Von news.de-Redakteurin Mara Schneider - Uhr

Abschiedsbrief eines Depressiven: Torwart Enke entschuldigt sich für Täuschung

Robert Enke litt seit Jahren an Depressionen. Eine stationäre Behandlung lehnte der Torwart jedoch konsequent ab. In seinem Abschiedsbrief entschuldigt er sich auch bei seiner Frau Teresa, dass er sie nicht über seinen Seelenzustand informiert hat.

Mit stockender Stimme berichtet Teresa Enke vom Zusammenleben mit ihrem Mann Robert, der an Depressionen litt. (Foto) Suche
Mit stockender Stimme berichtet Teresa Enke vom Zusammenleben mit ihrem Mann Robert, der an Depressionen litt. Bild: dpa

Erst nach dem Tod von Robert Enke kommt ans Licht, wie schlecht es dem Torwart wirklich ging. Dem behandelnden Arzt zufolge litt der 32-Jährige bereits seit Jahren an Depressionen. «Robert Enke hat sich 2003 zum ersten Mal in meine Praxis begeben», bestätigte der Kölner Mediziner Valentin Markser auf einer Pressekonferenz des Fußball-Bundesligisten Hannover 96.

Damals habe er bei Enke Depressionen und Versagensängste diagnostiziert. Mehrere Monate lang sei Enke täglich in Behandlung gewesen, bis sich sein Zustand stabilisiert hatte. «Schon im Frühjahr 2004 hat er ja er wieder in Barcelona und dann in Hannover spielen und leben können», erinnerte sich der Mediziner.

Lange Zeit schien es Robert Enke danach gut zu gehen. Was in ihm wirklich vorging, wusste wohl nur seine Ehefrau Teresa, die ebenfalls auf der Pressekonferenz dabei war. Bevor sie sprach, wirkte sie gefasst. Doch als sie den Journalisten vom gemeinsamen Leben mit ihrem Mann berichtete, rang die Witwe um Fassung.

«Wenn Robert akut depressiv war, war es schon eine schwere Zeit. Ihm hat völlig der Antrieb gefehlt und er hatte keine Hoffnung auf baldige Besserung», erzählte die Witwe stockend. Doch es sei der ausdrückliche Wunsch des Nationalspielers gewesen, die Probleme innerhalb der Familie zu behalten. Er wollte sein Privatleben schützen und seine Karriere als Fußballprofi nicht gefährden. Außerdem hatte Enke Angst, aufgrund seiner Erkrankung das Sorgerecht für die im Mai adoptierte Leila zu verlieren.
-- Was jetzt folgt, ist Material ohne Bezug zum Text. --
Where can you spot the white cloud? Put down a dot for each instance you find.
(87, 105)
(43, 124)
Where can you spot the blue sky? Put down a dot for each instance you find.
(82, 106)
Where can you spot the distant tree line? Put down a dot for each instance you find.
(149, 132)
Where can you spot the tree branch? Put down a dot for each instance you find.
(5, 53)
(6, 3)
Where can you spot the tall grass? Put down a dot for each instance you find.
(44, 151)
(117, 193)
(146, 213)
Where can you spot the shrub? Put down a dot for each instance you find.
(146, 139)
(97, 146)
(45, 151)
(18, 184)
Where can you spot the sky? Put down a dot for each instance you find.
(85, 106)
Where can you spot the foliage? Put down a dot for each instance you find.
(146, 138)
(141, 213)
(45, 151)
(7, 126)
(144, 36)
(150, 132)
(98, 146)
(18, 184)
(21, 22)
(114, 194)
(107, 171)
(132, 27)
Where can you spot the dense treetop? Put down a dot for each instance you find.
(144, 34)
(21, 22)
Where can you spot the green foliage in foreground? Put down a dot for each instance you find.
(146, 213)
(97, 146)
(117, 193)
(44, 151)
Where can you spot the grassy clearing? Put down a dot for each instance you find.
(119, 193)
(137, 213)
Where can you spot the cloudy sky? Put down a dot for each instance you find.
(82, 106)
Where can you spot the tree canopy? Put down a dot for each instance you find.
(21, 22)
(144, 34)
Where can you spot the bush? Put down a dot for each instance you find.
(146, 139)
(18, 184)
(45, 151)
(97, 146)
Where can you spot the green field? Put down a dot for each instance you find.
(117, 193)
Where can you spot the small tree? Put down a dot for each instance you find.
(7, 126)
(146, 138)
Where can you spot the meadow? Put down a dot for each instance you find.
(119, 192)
Gemeinsam hätte die Familie versucht, die schwere Zeit auch nach dem Tod der gemeinsamen Tochter Lara im September 2006 zu verarbeiten. «Wir haben gedacht, wir schaffen alles. Mit Liebe geht das schon», erinnerte sich Teresa Enke. «Aber man schafft eben doch nicht alles.»

Vor sechs Wochen, Anfang Oktober, habe sich Robert Enke dann erneut in medizinische Behandlung begeben, berichtete sein Arzt. «Er rief mich an, weil er wohl seit dem Sommer zunehmend in eine Krise geraten war.» Abermals stellte er damals depressive Verstimmungen und Antriebsstörungen fest. Daraufhin habe Enke das Training bei Hannover 96 unterbrochen und eine Länderspielpause eingelegt.
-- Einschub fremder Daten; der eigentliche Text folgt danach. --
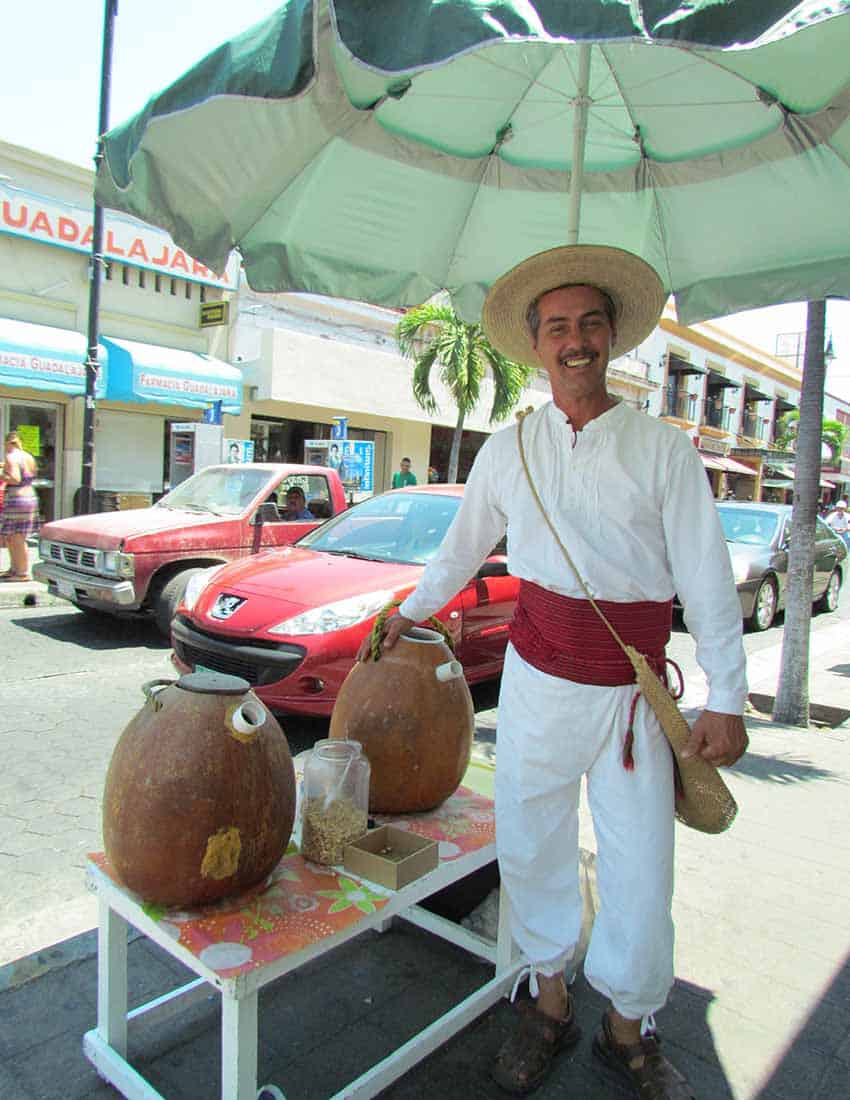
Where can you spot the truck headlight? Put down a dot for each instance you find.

Dass der Torwart unter akuter Selbstmordgefahr stand, erkannte Markser jedoch nicht, wie er auf der Pressekonferenz eingestand. «Ich habe die Gefährdung nicht bemerkt, Robert Enke konnte das Ausmaß seiner Depression gut verbergen», sagte er.

Das zeigt auch der Abschiedsbrief, den der 32-Jährige hinterlassen hat und aus dem der Mediziner kurz zitierte: «Robert Enke entschuldigt sich in seinem Abschiedsbrief für die bewusste Täuschung seiner Angehörigen und der Behandelnden über den seelischen Zustand.» Diese Täuschung sei jedoch nötig gewesen, um «seinen Selbstmordplan zu verwirklichen», heißt es in dem Schreiben weiter.

Noch am Tag seines Selbstmordes habe Enke mit einem Chefarzt telefoniert und eine stationäre Behandlung wie schon zuvor weiter konsequent abgelehnt. «Ich habe versucht, für ihn da zu sein, ihm eine Perspektive und Hoffnung zu geben», so die letzten Worte von Teresa Enke während der Pressekonferenz. «Ich wollte ihm klarmachen, dass es noch so  viele andere schöne Dinge gibt, nicht nur den Fußball. Dass wir dankbar sein können, Leila zu haben. Und das wir dankbar sein können, Lara gehabt zu haben.»